Não é possível entender de fato a tecnologia sem primeiro estudar o segmento para o qual ela surgiu: as criptomoedas, que têm no bitcoin o seu primeiro e mais famoso exemplar.

A história do bitcoin começa em 2008, quando um tal de Satoshi Nakamoto — o nome é um pseudônimo, e sua real identidade permanece um mistério — se propôs a criar uma moeda digital que não tivesse uma instituição centralizadora por trás. (Sim, libertários, um mundo sem Banco Central!)

Para isso, era preciso garantir que uma moeda não fosse gasta mais de uma vez, ou seja, que seu detentor não conseguisse fazer um simples ‘copy+paste’ como faria com outro arquivo qualquer.

A ideia de Nakamoto se baseava em três sacadas:

(1) dar uma cópia do histórico de transações realizadas desde o início da moeda digital para todos os computadores disponíveis para processá-la;

(2) para validar cada nova transação, a criptografia exige duas chaves: uma pública (divulgada junto da ordem da transação) e outra privada (sempre mantida em segredo), confirmando a identidade do usuário sem expô-lo ao risco de roubo de suas moedas; e

(3) processar as transações em blocos: cada novo bloco é processado e anexado à lista original como mais um elo da cadeia (daí o nome ‘blockchain’).

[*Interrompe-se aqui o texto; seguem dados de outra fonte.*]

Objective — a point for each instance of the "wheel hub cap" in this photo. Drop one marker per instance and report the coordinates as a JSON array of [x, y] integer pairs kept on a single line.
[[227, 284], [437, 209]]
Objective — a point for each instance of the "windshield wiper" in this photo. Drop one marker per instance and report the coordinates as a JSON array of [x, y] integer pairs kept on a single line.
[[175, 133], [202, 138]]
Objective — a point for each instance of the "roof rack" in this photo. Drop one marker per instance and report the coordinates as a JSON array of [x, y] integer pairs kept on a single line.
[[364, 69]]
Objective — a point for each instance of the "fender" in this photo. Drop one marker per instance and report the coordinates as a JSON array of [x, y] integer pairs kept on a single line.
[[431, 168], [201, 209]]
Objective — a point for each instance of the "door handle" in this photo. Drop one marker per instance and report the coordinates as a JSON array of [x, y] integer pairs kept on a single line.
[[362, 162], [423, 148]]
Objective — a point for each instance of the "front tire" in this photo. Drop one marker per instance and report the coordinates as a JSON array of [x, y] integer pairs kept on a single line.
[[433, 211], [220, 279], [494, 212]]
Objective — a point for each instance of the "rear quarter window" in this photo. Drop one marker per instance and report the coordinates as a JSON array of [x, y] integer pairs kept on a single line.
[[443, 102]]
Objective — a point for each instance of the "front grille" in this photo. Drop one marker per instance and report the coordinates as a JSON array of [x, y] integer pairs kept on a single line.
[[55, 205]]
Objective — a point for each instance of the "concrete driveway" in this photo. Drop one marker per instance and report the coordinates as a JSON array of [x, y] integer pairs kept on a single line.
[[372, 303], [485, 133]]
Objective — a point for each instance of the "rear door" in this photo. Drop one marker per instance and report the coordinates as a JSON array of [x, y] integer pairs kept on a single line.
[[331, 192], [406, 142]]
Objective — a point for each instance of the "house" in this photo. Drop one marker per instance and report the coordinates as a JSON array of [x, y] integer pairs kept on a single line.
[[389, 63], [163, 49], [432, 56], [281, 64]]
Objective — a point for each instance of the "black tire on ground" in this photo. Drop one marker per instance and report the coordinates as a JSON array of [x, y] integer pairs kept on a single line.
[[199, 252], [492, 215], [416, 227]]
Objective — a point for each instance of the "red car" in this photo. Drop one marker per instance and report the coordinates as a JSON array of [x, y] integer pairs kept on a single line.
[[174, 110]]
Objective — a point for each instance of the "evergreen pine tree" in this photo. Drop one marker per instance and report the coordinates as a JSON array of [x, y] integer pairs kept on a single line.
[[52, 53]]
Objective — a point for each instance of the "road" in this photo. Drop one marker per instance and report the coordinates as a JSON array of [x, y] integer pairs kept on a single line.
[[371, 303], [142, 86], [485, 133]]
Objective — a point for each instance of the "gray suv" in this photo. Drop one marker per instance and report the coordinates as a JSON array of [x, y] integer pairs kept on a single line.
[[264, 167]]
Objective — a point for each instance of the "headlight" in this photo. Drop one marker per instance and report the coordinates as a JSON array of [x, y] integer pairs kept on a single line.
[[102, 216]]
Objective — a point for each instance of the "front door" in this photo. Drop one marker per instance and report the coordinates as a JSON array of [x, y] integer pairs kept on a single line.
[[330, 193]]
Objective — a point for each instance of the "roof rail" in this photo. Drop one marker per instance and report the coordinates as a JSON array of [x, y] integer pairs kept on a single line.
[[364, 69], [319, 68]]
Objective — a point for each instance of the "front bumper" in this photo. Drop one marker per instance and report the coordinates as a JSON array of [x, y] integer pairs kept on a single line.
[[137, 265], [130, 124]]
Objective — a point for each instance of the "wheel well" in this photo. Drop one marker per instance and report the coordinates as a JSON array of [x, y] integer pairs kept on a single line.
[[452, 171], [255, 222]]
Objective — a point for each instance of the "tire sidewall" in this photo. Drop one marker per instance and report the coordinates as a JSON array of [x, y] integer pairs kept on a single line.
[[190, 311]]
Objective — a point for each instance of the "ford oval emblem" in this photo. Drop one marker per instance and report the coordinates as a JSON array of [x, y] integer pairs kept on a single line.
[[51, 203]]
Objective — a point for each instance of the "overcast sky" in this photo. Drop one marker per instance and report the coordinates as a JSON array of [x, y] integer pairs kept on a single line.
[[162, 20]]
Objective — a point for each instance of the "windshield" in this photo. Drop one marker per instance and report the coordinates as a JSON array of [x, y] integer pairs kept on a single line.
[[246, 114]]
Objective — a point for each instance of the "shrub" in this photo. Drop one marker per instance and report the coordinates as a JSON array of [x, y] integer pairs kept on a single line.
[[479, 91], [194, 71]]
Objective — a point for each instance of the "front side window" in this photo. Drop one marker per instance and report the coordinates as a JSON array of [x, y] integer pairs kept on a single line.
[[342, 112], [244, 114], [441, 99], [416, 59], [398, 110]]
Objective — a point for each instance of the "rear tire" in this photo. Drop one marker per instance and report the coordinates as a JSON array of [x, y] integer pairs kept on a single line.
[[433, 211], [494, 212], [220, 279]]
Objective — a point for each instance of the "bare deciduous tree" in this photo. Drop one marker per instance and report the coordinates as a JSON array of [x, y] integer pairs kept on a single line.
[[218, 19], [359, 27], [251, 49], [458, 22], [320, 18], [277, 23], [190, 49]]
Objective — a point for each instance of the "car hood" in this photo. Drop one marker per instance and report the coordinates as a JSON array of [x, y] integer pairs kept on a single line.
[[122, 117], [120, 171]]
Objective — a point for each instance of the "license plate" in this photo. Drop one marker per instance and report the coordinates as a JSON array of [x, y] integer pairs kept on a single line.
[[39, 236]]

Por fim, todos os computadores, trabalhando de forma coordenada mas independente, processam as transações e batem os resultados entre si, validando por consenso o novo bloco de transações antes de anexá-lo ao blockchain antigo.

A melhor analogia para entender este processo é aquela brincadeira em que cada pessoa recita uma lista de palavras e, no final, adiciona uma nova, até que um dos participantes se esqueça (ou erre) uma das palavras. Na tecnologia, esse ‘erro’ pode ser causado por uma falha de processamento ou tentativa de fraude, e neste caso os computadores decidem quem está certo escolhendo o bloco processado pela maioria. A estatística vence.

O bitcoin foi o primeiro ‘produto’ criado com o blockchain. Mas foi mais um acidente do que um plano genial.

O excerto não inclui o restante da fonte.